The west, north and east Cumbria success regime originally proposed closing the consultant led unit at West Cumberland Hospital in Whitehaven due to problems recruiting and retaining staff, but keeping open the unit at Cumberland Infirmary in Carlisle.

Cumbria Clinical Commissioning Group decided to test maintaining the two units for 12 months, but to downgrade the unit in Whitehaven to a midwife led service if it was unsustainable.

However, the county council’s health scrutiny committee voted to refer this decision to Jeremy Hunt, asking him to overturn the decision.

The region exited the success regime in June, after the proposals were agreed upon by the CCG, but it is still awaiting a decision from Mr Hunt. It is not known when a decision will be announced.

However, trust chief executive Stephen Eames – who is also interim chief executive of Cumbria Partnership and is west, north and east Cumbria sustainability and transformation partnership lead – told HSJ the pending decision will not stop the trust recruiting the maternity team to run the two consultant led units.

The RCOA was commissioned to carry out a review of the anaesthetic arrangements for maternity at the trust and assess the three options put forward by the success regime.

The college found the region will need “considerable financial investment” and a “more imaginative” recruitment strategy if it is going to maintain two consultant led units.

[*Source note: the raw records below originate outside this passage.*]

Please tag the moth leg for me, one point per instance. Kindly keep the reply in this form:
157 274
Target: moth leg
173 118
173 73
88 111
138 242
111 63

The report, published this month, said the units will provide full choice for patients; is what the public in west Cumbria want; and will mean mothers who require extra care will not need to be transferred 40 miles from Whitehaven to Carlisle.

However, it said this plan will:

  • need considerable financial investment to get anaesthetic cover up to an acceptable level;
  • require more imaginative recruitment strategies to address failures in recruiting and retaining anaesthetists;
  • continue the running of two low volume, consultant led units with insufficient activity to maintain obstetric anaesthesia skills;
  • risk other surgical specialty support being absent;
  • lead to high costs in attracting locums for obstetrics, gynaecology and anaesthesia; and
  • require two extra consultants across both hospital sites.

The RCOA report said the other two options were not what the communities wanted and would lead to some women from west Cumbria having to give birth a long way from home.

North Cumbria University Hospital medical director Rod Harpin said: “It is reassuring that they haven’t found anything that we weren’t already aware of, but it does confirm the challenges we face in establishing a sustainable anaesthetics rota which is an essential service in providing consultant led maternity services.”